Kane Williamson: 'Not too many concerns' around hamstring but elbow not 100% yet
New Zealand captain Kane Williamson has confirmed that his hamstring is fine but elbow might still need "a little bit of time" to get back to 100%. The elbow complaint has been a long-standing one for Williamson, forcing him to miss the ODI series at home against Bangladesh, the start of the first leg of IPL 2021 in India and the Edgbaston Test against England.
After leading New Zealand to World Test Championship glory, Williamson continued to manage his elbow as he withdrew from the Hundred, where he was supposed to turn out for the Birmingham Phoenix.
"The hamstring is minor, it's progressing nicely, so not too many concerns and we've still got plenty of time," Williamson said, speaking from New Zealand's base in Dubai. "So, yeah, hopefully in the next sort of few days or so, I'm taking basically full part in the training. So, it's all good.
"The elbow - it has just been a bit of a slow-burner. Yeah, it has been quite frustrating for a long period of time. However, it has definitely improved a bit over the last two months I've had after the World Test Championship. On rehab, it has definitely seemed to move forward, which is refreshing, but still a little bit of time to get back to a 100 [%], but it's definitely better."
Williamson explained that he has been feeling some discomfort while gripping the bat and extending the elbow, but was pleased with his overall rehab in months that followed the WTC final against India.
"Basically just gripping and then extending," Williamson said. "So, which you do a lot of obviously [while] batting and it has been frustrating certainly when it was at its worst. But the harder you grip and further you extend, the more it seems to be quite disruptive. Like I said there's been a lot of improvement over the last three months, which is good. That has really been the focus and I'm at the stage where I'm largely about to get through with some comfort and it's nice to be able to focus a bit more on the cricketing side of things rather than having constant negotiations with physios."
Williamson's niggly elbow - and the fitness of the other players - will be put to test when New Zealand play their last four group-stage games in seven days across the three venues in Dubai, Sharjah and Abu Dhabi. Three of those matches will have afternoon starts (2pm local time).
"Recovering will be a big part of that," Williamson said. "The temperatures are getting a little bit better and being here nice and early - it allows the guys to acclimatise a little bit [to the conditions] and get a little bit more comfortable in these sorts of temperatures. Those day-offs after the game, especially when it's as dense as that, will be really important so that guys can be back up and be as fresh as possible going into the following game."

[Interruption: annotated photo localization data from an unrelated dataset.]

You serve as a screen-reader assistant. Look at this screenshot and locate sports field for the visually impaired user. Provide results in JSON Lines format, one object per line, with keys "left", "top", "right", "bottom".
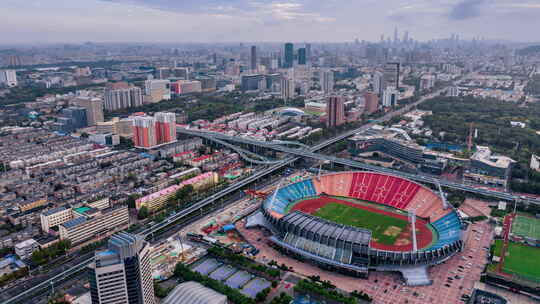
{"left": 313, "top": 202, "right": 408, "bottom": 245}
{"left": 501, "top": 242, "right": 540, "bottom": 280}
{"left": 511, "top": 214, "right": 540, "bottom": 240}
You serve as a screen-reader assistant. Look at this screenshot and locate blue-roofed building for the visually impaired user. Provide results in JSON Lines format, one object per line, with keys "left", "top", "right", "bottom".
{"left": 88, "top": 232, "right": 155, "bottom": 304}
{"left": 58, "top": 205, "right": 129, "bottom": 246}
{"left": 40, "top": 205, "right": 73, "bottom": 233}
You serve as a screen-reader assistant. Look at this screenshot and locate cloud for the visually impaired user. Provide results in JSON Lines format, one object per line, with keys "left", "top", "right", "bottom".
{"left": 448, "top": 0, "right": 485, "bottom": 20}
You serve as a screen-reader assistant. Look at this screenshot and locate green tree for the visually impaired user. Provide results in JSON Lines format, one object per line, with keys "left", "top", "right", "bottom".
{"left": 138, "top": 206, "right": 149, "bottom": 219}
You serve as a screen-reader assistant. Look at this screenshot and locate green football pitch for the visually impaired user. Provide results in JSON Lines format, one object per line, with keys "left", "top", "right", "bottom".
{"left": 512, "top": 215, "right": 540, "bottom": 240}
{"left": 313, "top": 202, "right": 408, "bottom": 245}
{"left": 502, "top": 242, "right": 540, "bottom": 281}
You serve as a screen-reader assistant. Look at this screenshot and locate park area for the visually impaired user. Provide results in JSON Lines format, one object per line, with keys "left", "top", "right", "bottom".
{"left": 511, "top": 214, "right": 540, "bottom": 241}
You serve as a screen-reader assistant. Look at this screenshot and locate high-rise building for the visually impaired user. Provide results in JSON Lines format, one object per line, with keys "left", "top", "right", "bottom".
{"left": 155, "top": 67, "right": 171, "bottom": 80}
{"left": 75, "top": 97, "right": 104, "bottom": 126}
{"left": 0, "top": 70, "right": 17, "bottom": 87}
{"left": 298, "top": 48, "right": 306, "bottom": 65}
{"left": 265, "top": 74, "right": 282, "bottom": 92}
{"left": 250, "top": 45, "right": 257, "bottom": 72}
{"left": 88, "top": 232, "right": 155, "bottom": 304}
{"left": 280, "top": 77, "right": 295, "bottom": 101}
{"left": 305, "top": 43, "right": 311, "bottom": 66}
{"left": 132, "top": 112, "right": 176, "bottom": 148}
{"left": 171, "top": 80, "right": 202, "bottom": 94}
{"left": 372, "top": 71, "right": 385, "bottom": 95}
{"left": 171, "top": 67, "right": 189, "bottom": 80}
{"left": 61, "top": 106, "right": 88, "bottom": 131}
{"left": 154, "top": 112, "right": 177, "bottom": 145}
{"left": 196, "top": 77, "right": 217, "bottom": 93}
{"left": 448, "top": 86, "right": 459, "bottom": 97}
{"left": 384, "top": 62, "right": 400, "bottom": 90}
{"left": 104, "top": 82, "right": 143, "bottom": 111}
{"left": 382, "top": 87, "right": 399, "bottom": 107}
{"left": 284, "top": 43, "right": 294, "bottom": 68}
{"left": 364, "top": 92, "right": 379, "bottom": 115}
{"left": 241, "top": 74, "right": 266, "bottom": 91}
{"left": 144, "top": 79, "right": 171, "bottom": 103}
{"left": 326, "top": 96, "right": 345, "bottom": 128}
{"left": 321, "top": 70, "right": 334, "bottom": 93}
{"left": 132, "top": 116, "right": 157, "bottom": 148}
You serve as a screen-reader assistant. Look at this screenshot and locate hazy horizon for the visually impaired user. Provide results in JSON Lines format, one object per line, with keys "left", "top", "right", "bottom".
{"left": 1, "top": 0, "right": 539, "bottom": 44}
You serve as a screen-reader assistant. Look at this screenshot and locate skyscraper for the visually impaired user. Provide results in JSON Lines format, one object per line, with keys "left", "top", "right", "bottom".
{"left": 88, "top": 232, "right": 155, "bottom": 304}
{"left": 250, "top": 45, "right": 257, "bottom": 72}
{"left": 373, "top": 71, "right": 385, "bottom": 96}
{"left": 384, "top": 62, "right": 400, "bottom": 90}
{"left": 132, "top": 116, "right": 157, "bottom": 148}
{"left": 321, "top": 70, "right": 334, "bottom": 93}
{"left": 382, "top": 87, "right": 399, "bottom": 107}
{"left": 364, "top": 92, "right": 379, "bottom": 115}
{"left": 75, "top": 97, "right": 104, "bottom": 126}
{"left": 298, "top": 48, "right": 306, "bottom": 65}
{"left": 132, "top": 112, "right": 177, "bottom": 148}
{"left": 284, "top": 43, "right": 294, "bottom": 68}
{"left": 280, "top": 76, "right": 295, "bottom": 101}
{"left": 154, "top": 112, "right": 177, "bottom": 144}
{"left": 305, "top": 43, "right": 311, "bottom": 66}
{"left": 326, "top": 96, "right": 345, "bottom": 128}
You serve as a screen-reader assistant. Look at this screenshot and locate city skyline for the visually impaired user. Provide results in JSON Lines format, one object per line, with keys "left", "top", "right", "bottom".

Williamson has already had a taste of the slow, low UAE pitches, having been Sunrisers Hyderabad's second-highest run getter in the second half of the tournament, behind Jason Roy, with 138 runs in six innings at an average of 27.60 and strike rate of 102.98. Williamson was wary of the conditions, reckoning they could change at the forthcoming World Cup.

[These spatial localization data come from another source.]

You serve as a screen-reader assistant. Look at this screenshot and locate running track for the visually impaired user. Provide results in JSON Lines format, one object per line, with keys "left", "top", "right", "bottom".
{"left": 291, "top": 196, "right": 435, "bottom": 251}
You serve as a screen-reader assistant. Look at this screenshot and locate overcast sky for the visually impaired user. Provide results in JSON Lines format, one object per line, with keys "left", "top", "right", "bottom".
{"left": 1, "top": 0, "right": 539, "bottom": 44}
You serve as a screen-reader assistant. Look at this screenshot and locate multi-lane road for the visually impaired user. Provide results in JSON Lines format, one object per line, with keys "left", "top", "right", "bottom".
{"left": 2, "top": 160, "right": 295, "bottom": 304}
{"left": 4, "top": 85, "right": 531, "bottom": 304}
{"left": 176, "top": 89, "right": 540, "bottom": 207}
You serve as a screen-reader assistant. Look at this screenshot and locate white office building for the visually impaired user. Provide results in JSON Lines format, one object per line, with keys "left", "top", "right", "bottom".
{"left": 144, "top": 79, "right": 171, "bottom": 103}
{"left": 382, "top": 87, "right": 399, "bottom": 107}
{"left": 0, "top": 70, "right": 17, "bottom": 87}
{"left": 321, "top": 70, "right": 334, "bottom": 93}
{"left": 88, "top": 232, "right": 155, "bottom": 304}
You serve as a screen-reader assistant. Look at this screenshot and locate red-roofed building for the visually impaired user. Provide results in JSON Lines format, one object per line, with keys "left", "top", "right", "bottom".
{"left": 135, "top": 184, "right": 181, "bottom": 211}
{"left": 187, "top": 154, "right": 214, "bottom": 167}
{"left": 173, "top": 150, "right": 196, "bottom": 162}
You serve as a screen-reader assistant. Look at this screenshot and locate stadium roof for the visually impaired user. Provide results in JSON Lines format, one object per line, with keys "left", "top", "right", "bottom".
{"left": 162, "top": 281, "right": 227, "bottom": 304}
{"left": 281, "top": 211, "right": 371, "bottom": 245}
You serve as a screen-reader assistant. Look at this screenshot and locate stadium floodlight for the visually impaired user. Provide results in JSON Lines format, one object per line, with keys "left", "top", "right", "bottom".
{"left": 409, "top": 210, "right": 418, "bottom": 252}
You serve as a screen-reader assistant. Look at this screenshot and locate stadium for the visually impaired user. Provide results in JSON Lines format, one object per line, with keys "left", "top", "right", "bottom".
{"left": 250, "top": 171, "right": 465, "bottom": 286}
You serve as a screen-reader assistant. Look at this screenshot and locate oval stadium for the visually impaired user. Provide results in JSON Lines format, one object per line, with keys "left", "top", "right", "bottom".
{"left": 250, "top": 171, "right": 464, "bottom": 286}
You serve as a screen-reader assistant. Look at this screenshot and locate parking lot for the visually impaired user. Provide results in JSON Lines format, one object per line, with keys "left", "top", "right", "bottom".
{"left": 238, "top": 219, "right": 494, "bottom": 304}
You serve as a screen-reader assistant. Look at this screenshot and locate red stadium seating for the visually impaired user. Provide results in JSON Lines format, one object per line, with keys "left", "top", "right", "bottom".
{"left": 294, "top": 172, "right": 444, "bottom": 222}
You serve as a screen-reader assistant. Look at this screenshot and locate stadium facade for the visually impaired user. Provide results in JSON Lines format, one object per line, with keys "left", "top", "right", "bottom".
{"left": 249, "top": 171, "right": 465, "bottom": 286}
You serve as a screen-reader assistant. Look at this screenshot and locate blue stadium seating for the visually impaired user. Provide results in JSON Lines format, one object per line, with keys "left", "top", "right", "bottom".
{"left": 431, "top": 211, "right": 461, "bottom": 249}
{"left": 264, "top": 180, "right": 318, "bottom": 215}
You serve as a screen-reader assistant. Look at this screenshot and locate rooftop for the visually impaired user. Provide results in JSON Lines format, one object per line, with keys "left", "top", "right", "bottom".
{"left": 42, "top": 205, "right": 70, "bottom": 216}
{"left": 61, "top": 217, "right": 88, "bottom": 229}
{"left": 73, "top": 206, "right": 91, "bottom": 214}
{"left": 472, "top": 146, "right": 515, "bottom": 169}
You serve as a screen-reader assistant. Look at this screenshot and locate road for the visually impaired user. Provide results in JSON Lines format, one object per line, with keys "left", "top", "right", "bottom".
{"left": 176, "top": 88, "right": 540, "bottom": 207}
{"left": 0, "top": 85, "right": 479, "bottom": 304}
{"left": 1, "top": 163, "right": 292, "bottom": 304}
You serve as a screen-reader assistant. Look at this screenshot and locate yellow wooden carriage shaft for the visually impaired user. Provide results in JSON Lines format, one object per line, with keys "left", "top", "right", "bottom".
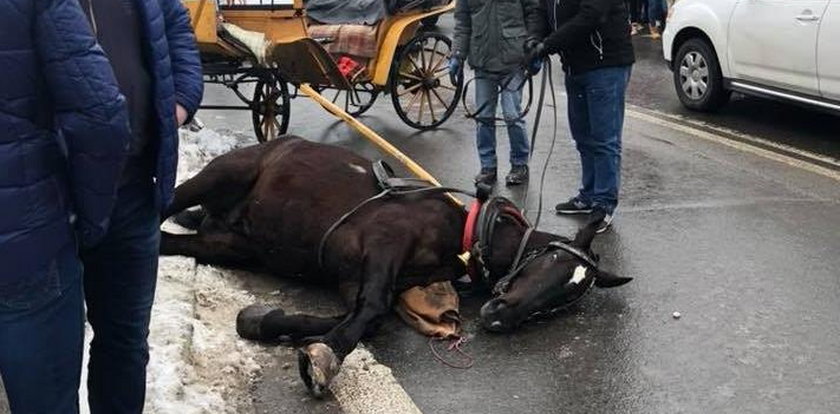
{"left": 181, "top": 0, "right": 463, "bottom": 206}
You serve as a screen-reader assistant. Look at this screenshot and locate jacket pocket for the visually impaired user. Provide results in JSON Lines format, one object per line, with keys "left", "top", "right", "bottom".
{"left": 500, "top": 26, "right": 528, "bottom": 64}
{"left": 0, "top": 245, "right": 75, "bottom": 312}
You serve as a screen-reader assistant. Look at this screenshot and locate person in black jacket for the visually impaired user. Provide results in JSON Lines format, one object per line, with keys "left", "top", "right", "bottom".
{"left": 528, "top": 0, "right": 635, "bottom": 233}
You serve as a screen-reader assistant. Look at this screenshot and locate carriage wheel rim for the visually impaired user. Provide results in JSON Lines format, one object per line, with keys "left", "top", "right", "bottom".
{"left": 391, "top": 34, "right": 461, "bottom": 130}
{"left": 252, "top": 74, "right": 290, "bottom": 142}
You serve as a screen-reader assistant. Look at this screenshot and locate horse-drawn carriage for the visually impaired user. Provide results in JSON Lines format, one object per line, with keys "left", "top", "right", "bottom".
{"left": 183, "top": 0, "right": 463, "bottom": 142}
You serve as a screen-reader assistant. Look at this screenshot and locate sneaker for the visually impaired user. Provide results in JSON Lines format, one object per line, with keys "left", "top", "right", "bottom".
{"left": 555, "top": 197, "right": 593, "bottom": 215}
{"left": 588, "top": 208, "right": 614, "bottom": 234}
{"left": 505, "top": 165, "right": 529, "bottom": 186}
{"left": 474, "top": 168, "right": 497, "bottom": 185}
{"left": 649, "top": 24, "right": 661, "bottom": 40}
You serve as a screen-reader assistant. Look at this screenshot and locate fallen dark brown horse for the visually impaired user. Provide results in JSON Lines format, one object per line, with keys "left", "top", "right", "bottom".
{"left": 160, "top": 136, "right": 631, "bottom": 396}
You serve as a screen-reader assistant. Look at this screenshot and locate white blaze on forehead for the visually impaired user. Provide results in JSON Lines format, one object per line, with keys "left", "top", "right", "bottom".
{"left": 570, "top": 265, "right": 588, "bottom": 285}
{"left": 348, "top": 163, "right": 367, "bottom": 174}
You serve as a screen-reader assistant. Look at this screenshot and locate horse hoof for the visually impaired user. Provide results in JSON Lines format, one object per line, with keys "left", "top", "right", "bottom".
{"left": 297, "top": 343, "right": 340, "bottom": 398}
{"left": 236, "top": 304, "right": 279, "bottom": 340}
{"left": 172, "top": 208, "right": 206, "bottom": 230}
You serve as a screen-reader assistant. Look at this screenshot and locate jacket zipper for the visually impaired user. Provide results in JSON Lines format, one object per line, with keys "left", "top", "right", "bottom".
{"left": 86, "top": 0, "right": 99, "bottom": 34}
{"left": 591, "top": 30, "right": 604, "bottom": 61}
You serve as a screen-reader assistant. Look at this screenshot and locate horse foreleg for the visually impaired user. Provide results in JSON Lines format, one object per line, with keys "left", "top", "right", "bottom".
{"left": 297, "top": 242, "right": 410, "bottom": 397}
{"left": 237, "top": 305, "right": 345, "bottom": 342}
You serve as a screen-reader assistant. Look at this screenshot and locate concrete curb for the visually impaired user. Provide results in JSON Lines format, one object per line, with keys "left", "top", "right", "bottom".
{"left": 330, "top": 345, "right": 423, "bottom": 414}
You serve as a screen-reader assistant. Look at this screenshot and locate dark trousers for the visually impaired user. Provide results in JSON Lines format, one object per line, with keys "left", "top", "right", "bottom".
{"left": 565, "top": 65, "right": 632, "bottom": 214}
{"left": 81, "top": 181, "right": 160, "bottom": 414}
{"left": 0, "top": 244, "right": 85, "bottom": 414}
{"left": 629, "top": 0, "right": 646, "bottom": 23}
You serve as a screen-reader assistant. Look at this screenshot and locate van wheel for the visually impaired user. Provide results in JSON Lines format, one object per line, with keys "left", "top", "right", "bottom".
{"left": 673, "top": 38, "right": 730, "bottom": 112}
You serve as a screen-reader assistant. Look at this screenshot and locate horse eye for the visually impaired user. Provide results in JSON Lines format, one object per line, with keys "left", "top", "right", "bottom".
{"left": 552, "top": 253, "right": 558, "bottom": 261}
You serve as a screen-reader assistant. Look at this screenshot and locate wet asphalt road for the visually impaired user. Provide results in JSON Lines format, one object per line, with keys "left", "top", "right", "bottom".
{"left": 2, "top": 16, "right": 837, "bottom": 414}
{"left": 196, "top": 15, "right": 839, "bottom": 414}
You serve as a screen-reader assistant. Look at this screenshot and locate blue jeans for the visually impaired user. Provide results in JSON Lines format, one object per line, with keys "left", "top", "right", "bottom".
{"left": 647, "top": 0, "right": 666, "bottom": 25}
{"left": 565, "top": 65, "right": 632, "bottom": 214}
{"left": 474, "top": 70, "right": 530, "bottom": 170}
{"left": 0, "top": 243, "right": 85, "bottom": 414}
{"left": 81, "top": 181, "right": 160, "bottom": 413}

"They've varied a lot actually," Williamson said. "Even a lot compared to what we experienced last summer when we had the whole tournament here [the UAE] and in previous years when we've played here as well. Something to be aware of; something certainly to prepare for and try and make those adjustments as quickly as possible and get comfortable with what realistic expectations are and what competitive totals are because it has not unfolded in that traditional T20 style at times.

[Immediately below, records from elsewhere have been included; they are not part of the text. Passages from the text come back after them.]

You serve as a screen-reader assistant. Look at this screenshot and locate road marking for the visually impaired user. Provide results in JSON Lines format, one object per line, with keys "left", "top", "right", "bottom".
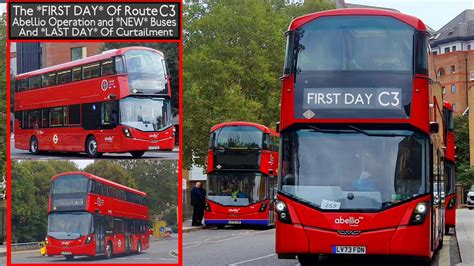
{"left": 228, "top": 254, "right": 276, "bottom": 265}
{"left": 184, "top": 230, "right": 271, "bottom": 249}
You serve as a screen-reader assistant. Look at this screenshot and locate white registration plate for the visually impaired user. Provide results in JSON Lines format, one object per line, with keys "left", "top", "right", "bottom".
{"left": 228, "top": 220, "right": 241, "bottom": 225}
{"left": 148, "top": 146, "right": 160, "bottom": 150}
{"left": 61, "top": 251, "right": 72, "bottom": 255}
{"left": 333, "top": 246, "right": 366, "bottom": 254}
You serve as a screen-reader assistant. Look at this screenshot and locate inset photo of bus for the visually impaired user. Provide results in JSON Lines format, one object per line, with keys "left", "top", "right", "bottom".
{"left": 10, "top": 42, "right": 179, "bottom": 159}
{"left": 10, "top": 159, "right": 178, "bottom": 264}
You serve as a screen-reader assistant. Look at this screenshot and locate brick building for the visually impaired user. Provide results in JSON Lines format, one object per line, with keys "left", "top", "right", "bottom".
{"left": 430, "top": 10, "right": 474, "bottom": 114}
{"left": 11, "top": 42, "right": 103, "bottom": 76}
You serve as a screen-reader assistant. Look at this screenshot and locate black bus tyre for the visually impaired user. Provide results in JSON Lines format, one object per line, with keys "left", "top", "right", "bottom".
{"left": 130, "top": 151, "right": 146, "bottom": 158}
{"left": 298, "top": 254, "right": 320, "bottom": 265}
{"left": 29, "top": 136, "right": 39, "bottom": 154}
{"left": 105, "top": 241, "right": 113, "bottom": 258}
{"left": 137, "top": 240, "right": 142, "bottom": 254}
{"left": 85, "top": 136, "right": 102, "bottom": 158}
{"left": 64, "top": 255, "right": 74, "bottom": 260}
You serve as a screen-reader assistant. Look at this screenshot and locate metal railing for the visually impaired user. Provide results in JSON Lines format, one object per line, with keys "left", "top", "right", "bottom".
{"left": 11, "top": 242, "right": 40, "bottom": 251}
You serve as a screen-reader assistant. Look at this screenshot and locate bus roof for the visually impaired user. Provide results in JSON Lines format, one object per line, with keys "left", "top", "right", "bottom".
{"left": 16, "top": 46, "right": 164, "bottom": 80}
{"left": 51, "top": 171, "right": 147, "bottom": 197}
{"left": 289, "top": 8, "right": 427, "bottom": 32}
{"left": 210, "top": 122, "right": 279, "bottom": 136}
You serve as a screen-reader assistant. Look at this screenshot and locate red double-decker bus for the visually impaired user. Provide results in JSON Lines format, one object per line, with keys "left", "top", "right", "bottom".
{"left": 276, "top": 9, "right": 446, "bottom": 264}
{"left": 205, "top": 122, "right": 279, "bottom": 227}
{"left": 46, "top": 172, "right": 150, "bottom": 260}
{"left": 443, "top": 101, "right": 456, "bottom": 232}
{"left": 14, "top": 47, "right": 175, "bottom": 158}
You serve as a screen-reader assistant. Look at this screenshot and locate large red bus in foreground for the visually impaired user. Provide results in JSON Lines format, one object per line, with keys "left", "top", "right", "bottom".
{"left": 14, "top": 47, "right": 175, "bottom": 158}
{"left": 276, "top": 9, "right": 445, "bottom": 264}
{"left": 46, "top": 172, "right": 150, "bottom": 260}
{"left": 205, "top": 122, "right": 279, "bottom": 227}
{"left": 443, "top": 101, "right": 456, "bottom": 232}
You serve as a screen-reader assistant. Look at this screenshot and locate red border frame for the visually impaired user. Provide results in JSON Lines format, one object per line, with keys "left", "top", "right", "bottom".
{"left": 5, "top": 0, "right": 183, "bottom": 265}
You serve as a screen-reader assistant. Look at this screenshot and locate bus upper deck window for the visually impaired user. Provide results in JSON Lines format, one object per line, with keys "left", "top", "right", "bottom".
{"left": 115, "top": 56, "right": 125, "bottom": 74}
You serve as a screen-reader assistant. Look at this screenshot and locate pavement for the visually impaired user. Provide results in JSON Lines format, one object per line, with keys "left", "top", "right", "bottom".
{"left": 10, "top": 137, "right": 179, "bottom": 160}
{"left": 456, "top": 208, "right": 474, "bottom": 265}
{"left": 183, "top": 220, "right": 206, "bottom": 233}
{"left": 11, "top": 236, "right": 177, "bottom": 264}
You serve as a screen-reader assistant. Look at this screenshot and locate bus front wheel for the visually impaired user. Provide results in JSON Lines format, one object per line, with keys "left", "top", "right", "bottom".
{"left": 130, "top": 151, "right": 146, "bottom": 158}
{"left": 105, "top": 242, "right": 113, "bottom": 259}
{"left": 298, "top": 254, "right": 319, "bottom": 265}
{"left": 86, "top": 136, "right": 102, "bottom": 158}
{"left": 64, "top": 255, "right": 74, "bottom": 260}
{"left": 30, "top": 136, "right": 40, "bottom": 154}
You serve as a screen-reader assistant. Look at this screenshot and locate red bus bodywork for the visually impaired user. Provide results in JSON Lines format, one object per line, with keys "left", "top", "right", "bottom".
{"left": 276, "top": 8, "right": 445, "bottom": 262}
{"left": 205, "top": 122, "right": 279, "bottom": 226}
{"left": 443, "top": 102, "right": 456, "bottom": 230}
{"left": 14, "top": 47, "right": 175, "bottom": 157}
{"left": 46, "top": 172, "right": 150, "bottom": 259}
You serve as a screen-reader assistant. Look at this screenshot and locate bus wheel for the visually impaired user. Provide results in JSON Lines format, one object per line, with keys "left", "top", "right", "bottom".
{"left": 86, "top": 136, "right": 102, "bottom": 158}
{"left": 298, "top": 254, "right": 319, "bottom": 265}
{"left": 130, "top": 151, "right": 146, "bottom": 158}
{"left": 64, "top": 255, "right": 74, "bottom": 260}
{"left": 105, "top": 242, "right": 113, "bottom": 258}
{"left": 30, "top": 136, "right": 39, "bottom": 154}
{"left": 137, "top": 240, "right": 142, "bottom": 254}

"But then we've had other days, in the IPL when we turned up to Abu Dhabi, the wicket looked very similar, but there was sort of an 80-run difference in what was perhaps a par total. It is really adjusting to what's in front of you as quickly as possible and trusting in that judgement."
After the T20 World Cup in the UAE, New Zealand will tour India to launch their defence of the World Test Championship and three T20Is. Williamson urged New Zealand to focus on the job at hand - and their collective progress.
"I mean there's a lot of challenges in front of us," he said. "I mean any tournament, any World Cup is always tough, particularly the T20 World Cup. There are match-winners in every team and anybody can truly beat anybody and for us, we want to continue the path of growth and improve as a side and make those adjustments. There are very little promises in this game, but we want to continue to get better as a side and hope that holds us in good stead. That'll be our focus and that will be important for us in this tournament.
"And then the focus will change, it will be on India and [we will] try and get a bit of clarity around what we might expect in some of those conditions, which can also vary quite a lot. Be nice and clear how we want to operate there. As a side, it's always a challenge [when] you have a number of different world events, but ultimately in terms of the bigger picture, you want to keep evolving and moving forward as a team and that's where you try and put your energy."
Williamson, and Mark Chapman also with a niggly hamstring, will sit out the warm-up match against Netherlands on Saturday as a precaution.